Two months ago, I posed this question to a major functionary of the Editors' Guild of India. "She's scared; scared that we will pin her down, and get her to say things which she might not want to," said the editor, who once wrote a signed column asking for an interview with A B Vajpayee (when the BJP media managers were blocking it) and got it.

"Why don't you write a new column asking Sonia to speak?" I asked.

"As it is, they're calling us a Congress mouthpiece," he said.

Fair enough, but what have the other huge-circulation publications -- The Hindu, Ananda Bazar Patrika, The Indian Express, Malayala Manorama, The Times of India, Eenadu, India Today, Punjab Kesri -- which have a duty to their readers beyond those advertisements, what have they been doing? It's certain that almost all of them have tried but failed. But should we let her off so easily?

Shame, I say, shame.

Shame because, a. our media has become such a comfortable lot quoting "sources close to 10 Janpath" that the pivotal tenets of journalism -- attribution and accountability -- no longer matter to us, and because b. the man who advises, probably decides, Sonia's media appearances is an outstanding, professional journalist, a Doon School buddy, who works for Wall Street's no 1 daily.

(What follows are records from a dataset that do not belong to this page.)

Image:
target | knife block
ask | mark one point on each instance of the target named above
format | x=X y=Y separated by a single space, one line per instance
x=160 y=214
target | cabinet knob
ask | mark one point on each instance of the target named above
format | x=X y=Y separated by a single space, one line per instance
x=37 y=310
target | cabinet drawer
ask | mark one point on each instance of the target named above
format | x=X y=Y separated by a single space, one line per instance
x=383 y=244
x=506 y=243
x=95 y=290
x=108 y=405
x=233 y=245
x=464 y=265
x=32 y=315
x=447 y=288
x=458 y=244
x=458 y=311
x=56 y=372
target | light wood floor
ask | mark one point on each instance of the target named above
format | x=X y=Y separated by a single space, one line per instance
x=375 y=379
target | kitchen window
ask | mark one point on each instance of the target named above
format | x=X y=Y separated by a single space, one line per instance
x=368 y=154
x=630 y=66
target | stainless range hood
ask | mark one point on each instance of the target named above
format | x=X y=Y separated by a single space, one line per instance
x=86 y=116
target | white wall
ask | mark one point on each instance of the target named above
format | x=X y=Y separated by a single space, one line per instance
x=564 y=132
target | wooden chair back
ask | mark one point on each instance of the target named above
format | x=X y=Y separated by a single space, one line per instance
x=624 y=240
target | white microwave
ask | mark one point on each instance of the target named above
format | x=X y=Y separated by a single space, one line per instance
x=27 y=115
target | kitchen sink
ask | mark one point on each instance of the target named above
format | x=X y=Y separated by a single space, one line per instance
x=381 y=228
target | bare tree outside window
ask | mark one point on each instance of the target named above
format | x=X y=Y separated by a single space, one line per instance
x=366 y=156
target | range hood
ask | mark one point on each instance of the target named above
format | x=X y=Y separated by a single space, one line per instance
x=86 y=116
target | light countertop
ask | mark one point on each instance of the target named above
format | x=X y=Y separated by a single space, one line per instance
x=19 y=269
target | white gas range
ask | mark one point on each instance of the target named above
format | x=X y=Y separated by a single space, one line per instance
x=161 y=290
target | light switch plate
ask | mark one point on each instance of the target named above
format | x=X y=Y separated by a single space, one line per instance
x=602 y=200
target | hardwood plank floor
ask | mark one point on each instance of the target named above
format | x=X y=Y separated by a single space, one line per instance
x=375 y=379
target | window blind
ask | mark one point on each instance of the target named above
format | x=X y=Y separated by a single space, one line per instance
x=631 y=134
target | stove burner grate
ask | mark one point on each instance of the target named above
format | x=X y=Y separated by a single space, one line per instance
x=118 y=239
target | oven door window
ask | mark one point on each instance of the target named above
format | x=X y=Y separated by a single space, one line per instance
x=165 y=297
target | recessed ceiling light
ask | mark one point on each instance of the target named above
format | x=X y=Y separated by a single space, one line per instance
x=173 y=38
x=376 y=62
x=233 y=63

Any halfway "decent" journalist would agree that nobody is duty-bound to be grilled by the Press. Sonia would have been fully entitled to her silence if she were just a private individual. Indeed, the only interview she has to date given an Indian publication was to the Hindi journal, Dharmyug when she was just w/o Rajiv Gandhi.

But the moment she stepped into the political pulpit -- first by becoming a member of the Congress party, then by becoming the president of the Congress party, later by dislodging a government, and finally by proclaiming on the steps of the Rashtrapati Bhavan that she would form a government -- she lost that right voluntarily.

Why did we fail to exploit that to get her to explain how she could have forced an election on us? Why couldn't we get her to answer all the questions which have been bedevilling us: her honeymoon with Jayalalitha; the questionable Bofors and HDW deals; Arun Singh; Ottavio Quattrochi?

Oh, haven't you been watching Ms Gandhi's television appearances and aren't those enough, you might ask. (Yes, I have, and no they aren't.)

No, I don't have anything against television. It's simply that, in its infancy, Indian television -- especially of the slick, south Delhi kind -- relies very heavily on the willingness of the "subject" to be exposed to the arclights, and is easily susceptible to the kind of "media management" that the Congress has doubtless already begun employing, as evidenced in Sonia's appearance on Star Plus.

By its very nature, television has its hands tied when it comes to asking the tough, uncomfortable questions that the leader of a political party that has brought down three governments in three years but promises a stable government if elected this year, ought to be asked on air. Television doesn't have the time to probe; the next commercial always comes in handy. That's why Sonia G chose Sanghvi, not Shekhar Gupta.

It is quite possible, of course, that Ms Gandhi will give some "tailored" interviews to the press in the runup to the polls as part of the image-building process, but in the heat of the election, it will be all style no substance. Sans the gravitas of serious interviews, they will leave you, the voter, no wiser on the important questions she needs to answer if she wants to convince you to vote for her party.

Sorry, we let her off without making her accountable for the decisions she was making. Et tu?